[tex]L=\frac{1}{\sqrt{8-2x-x^2}}[/tex]
To solve x;
1. Mulriply both sides of the equation by the denominator of the fraction in the right:
[tex]\begin{gathered} L*\sqrt{8-2x-x^2}=\frac{1}{\sqrt{8-2x-x^2}}*\sqrt{8-2x-x^2} \\ \\ L*\sqrt{8-2x-x^2}=1 \end{gathered}[/tex]
2. Divide both sides of the equation into L:
[tex]\begin{gathered} \frac{L*\sqrt{8-2x-x^2}}{L}=\frac{1}{L} \\ \\ \sqrt{8-2x-x^2}=\frac{1}{L} \end{gathered}[/tex]
3. Square both sides of the equation:
[tex]\begin{gathered} (\sqrt{8-2x-x^2})^2=(\frac{1}{L})^2 \\ \\ 8-2x-x^2=\frac{1}{L^2} \end{gathered}[/tex]

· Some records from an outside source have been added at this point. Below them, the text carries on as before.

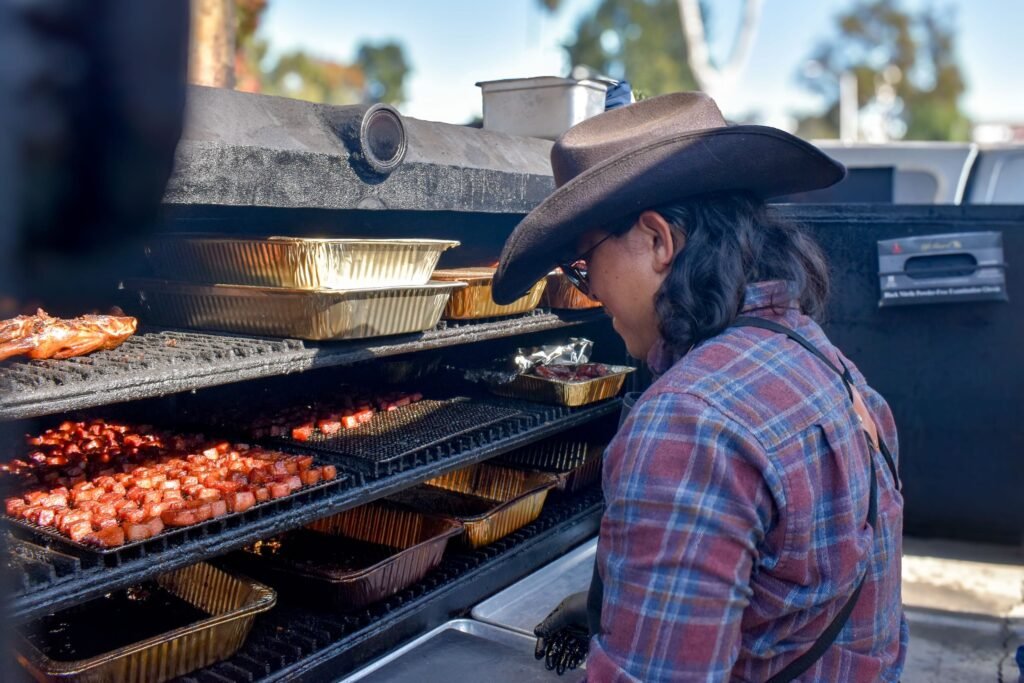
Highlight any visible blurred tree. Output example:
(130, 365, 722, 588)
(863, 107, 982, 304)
(230, 0, 410, 106)
(559, 0, 699, 95)
(356, 42, 411, 105)
(537, 0, 713, 97)
(190, 0, 235, 87)
(234, 0, 267, 93)
(796, 0, 969, 141)
(265, 51, 365, 104)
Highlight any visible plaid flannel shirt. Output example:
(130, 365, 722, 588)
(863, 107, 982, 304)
(585, 281, 907, 682)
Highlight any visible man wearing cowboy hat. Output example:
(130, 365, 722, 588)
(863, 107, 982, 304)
(494, 93, 907, 681)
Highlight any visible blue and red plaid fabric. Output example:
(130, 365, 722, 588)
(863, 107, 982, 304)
(585, 281, 907, 682)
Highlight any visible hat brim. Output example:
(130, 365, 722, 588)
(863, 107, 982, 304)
(492, 125, 845, 304)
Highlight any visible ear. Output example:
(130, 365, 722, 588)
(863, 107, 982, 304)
(635, 210, 682, 274)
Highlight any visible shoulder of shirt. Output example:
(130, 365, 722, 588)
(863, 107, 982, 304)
(641, 322, 851, 450)
(627, 387, 763, 448)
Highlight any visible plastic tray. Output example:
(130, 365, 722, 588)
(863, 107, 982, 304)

4. Rewrite the term in the right with a negative exponent:
[tex]8-2x-x^2=L^{-2}[/tex]
3. Rewrite the equation in the form ax^2+bx+c=0
[tex]-x^2-2x+8-L^{-2}=0[/tex]
Use the quadratic formula to solve x:
[tex]x=\frac{-b\pm\sqrt{b^2-4ac}}{2a}[/tex][tex]\begin{gathered} a=-1 \\ b=-2 \\ c=8-L^{-2} \end{gathered}[/tex][tex]\begin{gathered} x=\frac{-(-2)\pm\sqrt{(-2)^2-4(-1)(8-L^{-2})}}{2(-1)} \\ \\ x=\frac{2\pm\sqrt{4+4(8-L^{-2})}}{-2} \\ \\ x=-\frac{2\pm\sqrt{4+4(8-L^{-2})}}{2} \end{gathered}[/tex]Answer:[tex]x=\frac{-2\pm\sqrt{4+4(8-L^{-2})}}{2}[/tex]